После того как одна за другой вымирают обе линии Габсбургов, в фокусе дипломатической и военной истории оказываются события, сосредоточивающиеся в 1710 г. вокруг испанского наследства, а в 1760 г. вокруг австрийского*.

* Разделяющая эти критические точки дистанция в пятьдесят лет, с особенной четкостью проступающая на фоне прозрачного исторического строения барокко, дистанция, которую можно различить также и в трех Пунических войнах, вновь указывает на то, что космические потоки, принявшие на поверхности маленькой планеты облик человеческой жизни, не есть нечто обособленное, но находятся в глубинном созвучии с бесконечной подвижностью мироздания. В небольшой весьма примечательной книге: R. Mewes, Die Kriegs- und Geistesperioden im Volkerieben und Verkiindigung des nachsten Weltkrieges, 1896, устанавливается родство этих периодов войны с погодными циклами, с появлением солнечных пятен и определенными планетными констелляциями, и на основании этого на 1910-1920 гг. здесь предсказывается большая война.
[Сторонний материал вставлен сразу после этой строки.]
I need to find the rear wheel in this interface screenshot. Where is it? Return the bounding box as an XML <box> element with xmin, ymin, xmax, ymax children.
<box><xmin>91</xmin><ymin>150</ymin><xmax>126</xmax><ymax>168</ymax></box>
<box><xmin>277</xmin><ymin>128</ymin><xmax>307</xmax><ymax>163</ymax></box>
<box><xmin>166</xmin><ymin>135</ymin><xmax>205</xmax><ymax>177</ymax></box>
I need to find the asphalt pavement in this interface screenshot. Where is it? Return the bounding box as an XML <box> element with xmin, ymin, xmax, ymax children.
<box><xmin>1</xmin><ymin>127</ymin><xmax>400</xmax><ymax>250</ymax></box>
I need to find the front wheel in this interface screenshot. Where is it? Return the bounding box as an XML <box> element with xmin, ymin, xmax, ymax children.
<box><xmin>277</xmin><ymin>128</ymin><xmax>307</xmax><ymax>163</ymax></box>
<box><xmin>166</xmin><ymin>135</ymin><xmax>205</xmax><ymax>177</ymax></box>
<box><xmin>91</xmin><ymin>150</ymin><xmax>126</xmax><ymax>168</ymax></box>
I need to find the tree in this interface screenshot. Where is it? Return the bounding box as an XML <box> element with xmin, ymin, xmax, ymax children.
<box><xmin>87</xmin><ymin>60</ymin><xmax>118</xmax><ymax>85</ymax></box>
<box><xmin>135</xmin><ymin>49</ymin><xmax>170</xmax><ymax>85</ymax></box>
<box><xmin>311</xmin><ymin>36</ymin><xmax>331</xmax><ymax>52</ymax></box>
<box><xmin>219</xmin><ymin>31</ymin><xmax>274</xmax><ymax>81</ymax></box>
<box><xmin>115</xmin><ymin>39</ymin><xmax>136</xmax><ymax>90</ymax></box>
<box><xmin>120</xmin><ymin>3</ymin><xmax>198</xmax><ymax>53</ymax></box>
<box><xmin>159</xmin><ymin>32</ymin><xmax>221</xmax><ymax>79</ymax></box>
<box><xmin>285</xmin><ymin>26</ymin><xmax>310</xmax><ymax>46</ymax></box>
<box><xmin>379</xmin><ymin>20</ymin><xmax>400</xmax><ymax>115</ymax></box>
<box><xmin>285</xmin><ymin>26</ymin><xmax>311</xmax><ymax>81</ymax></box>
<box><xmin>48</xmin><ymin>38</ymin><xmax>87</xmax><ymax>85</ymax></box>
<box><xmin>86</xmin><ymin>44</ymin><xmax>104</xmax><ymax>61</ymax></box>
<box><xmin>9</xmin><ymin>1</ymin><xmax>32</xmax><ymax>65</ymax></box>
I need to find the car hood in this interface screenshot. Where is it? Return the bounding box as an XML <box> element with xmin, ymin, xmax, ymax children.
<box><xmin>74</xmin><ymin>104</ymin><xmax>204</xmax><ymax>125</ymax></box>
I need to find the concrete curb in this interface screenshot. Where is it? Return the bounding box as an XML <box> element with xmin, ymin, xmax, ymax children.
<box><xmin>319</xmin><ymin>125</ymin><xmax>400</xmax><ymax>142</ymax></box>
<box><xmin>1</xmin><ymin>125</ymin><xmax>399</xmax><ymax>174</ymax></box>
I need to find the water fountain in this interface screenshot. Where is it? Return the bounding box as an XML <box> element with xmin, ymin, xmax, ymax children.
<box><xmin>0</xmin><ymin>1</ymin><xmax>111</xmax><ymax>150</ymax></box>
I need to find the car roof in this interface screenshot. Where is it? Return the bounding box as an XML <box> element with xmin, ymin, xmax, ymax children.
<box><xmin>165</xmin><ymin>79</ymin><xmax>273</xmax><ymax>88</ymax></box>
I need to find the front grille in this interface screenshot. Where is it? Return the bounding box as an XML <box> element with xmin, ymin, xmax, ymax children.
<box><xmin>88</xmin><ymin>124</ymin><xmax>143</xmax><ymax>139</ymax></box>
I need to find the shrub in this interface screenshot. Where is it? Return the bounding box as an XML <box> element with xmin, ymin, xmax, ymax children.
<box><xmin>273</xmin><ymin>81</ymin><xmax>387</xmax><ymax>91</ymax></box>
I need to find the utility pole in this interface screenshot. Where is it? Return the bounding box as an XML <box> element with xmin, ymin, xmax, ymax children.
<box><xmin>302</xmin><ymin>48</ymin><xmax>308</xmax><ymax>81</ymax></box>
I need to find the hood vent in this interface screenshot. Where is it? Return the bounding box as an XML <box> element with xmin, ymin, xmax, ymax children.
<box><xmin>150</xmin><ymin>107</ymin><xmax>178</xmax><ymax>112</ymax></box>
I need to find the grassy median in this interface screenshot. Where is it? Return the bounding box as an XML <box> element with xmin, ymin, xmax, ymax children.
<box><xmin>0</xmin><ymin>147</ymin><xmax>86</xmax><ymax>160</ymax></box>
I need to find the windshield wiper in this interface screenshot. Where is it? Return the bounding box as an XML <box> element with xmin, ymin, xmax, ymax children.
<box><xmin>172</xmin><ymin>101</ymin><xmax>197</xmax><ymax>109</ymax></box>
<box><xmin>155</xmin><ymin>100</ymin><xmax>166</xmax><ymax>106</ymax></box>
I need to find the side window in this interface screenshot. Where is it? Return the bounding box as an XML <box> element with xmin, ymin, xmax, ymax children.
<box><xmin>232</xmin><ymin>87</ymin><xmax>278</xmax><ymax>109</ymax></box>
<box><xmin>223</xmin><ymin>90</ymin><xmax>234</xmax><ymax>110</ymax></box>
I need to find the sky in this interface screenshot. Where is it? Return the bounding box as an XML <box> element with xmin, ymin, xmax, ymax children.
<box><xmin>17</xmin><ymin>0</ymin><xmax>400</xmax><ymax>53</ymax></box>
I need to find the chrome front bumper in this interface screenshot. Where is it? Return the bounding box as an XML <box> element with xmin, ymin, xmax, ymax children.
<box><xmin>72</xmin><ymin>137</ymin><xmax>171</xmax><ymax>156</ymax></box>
Однако эти и бесчисленные иные взаимозависимости, делающиеся доступными нашим чувствам (ср. с. 7 слл.), скрывают в себе тайну, которую нам следует уважать, а не насиловать своими каузальными объяснениями или мистическими мыслительными хитросплетениями.

Это была кульминация последней эпохи благородной политики, которая сохраняет традицию дистанции. Это высшая точка также и генеалогического принципа. Bella gerant alii, tu felix Austria nube547 – то действительно было продолжение войны иными средствами. Фраза эта некогда была пущена в обращение с намеком на Максимилиана I, однако только теперь принцип этот достигает своей высшей действенности. Войны фронды переходят в войны за наследство, решения о которых принимаются в кабинете, а ведут их небольшие армии галантными методами и по строгим правилам. Речь здесь идет о наследстве в полмира, собранном габсбургской брачной политикой раннего барокко. Государство все еще пребывает «в хорошей форме»; знать, сделавшаяся служилой и придворной знатью, лояльна: она ведет войны короны и организует управление. Подле Франции Людовика XIV в Пруссии возникает шедевр государственной организации. Путь, по которому она двигалась от борьбы Великого Курфюрста с его сословиями (1660) до смерти Фридриха Великого, который еще в 1786 г., за три года до взятия Бастилии, принял Мирабо, – совершенно тот же, и он привел к созданию государства, которое, как и французское, в каждом своем моменте представляет противоположность английскому устройству.

Ибо в Империи все иначе, чем в Англии, где фронда одержала победу и нация управляется не абсолютистски, но сословно. Однако колоссальное различие между ними заключается в том, что в силу островного существования большая часть забот оказалась с государства снята и господствующее первое сословие, пэры верхней палаты, как и gentry, наметило самоочевидной целью своей деятельности величие Англии, между тем как в Империи верхний слой земельных государей (с Рейхстагом в Регенсбурге в качестве верхней палаты) стремился к тому, чтобы выпестовать в «народы» подвластные им случайные обломки нации и как можно резче отграничить эти свои «отчизны» друг от друга. Вместо мирового горизонта, имевшегося в наличии в эпоху готики, здесь сформировался- как в действии, так и в мышлении- горизонт провинциальный. Сама идея нации стала добычей царства мечтаний, этого иного мира, мира не расы, но языка, не судьбы, но причинности. В представлении, а в конце концов и фактически возник «народ» поэтов и мыслителей, основавших свою республику в облачном царстве стихов и понятий, а напоследок уверовавших в то, что политика состоит в идеальных писаниях, чтении и разговорах, а не в деяниях и решениях, так что еще и сегодня ее путают с выражением чувств и умонастроений.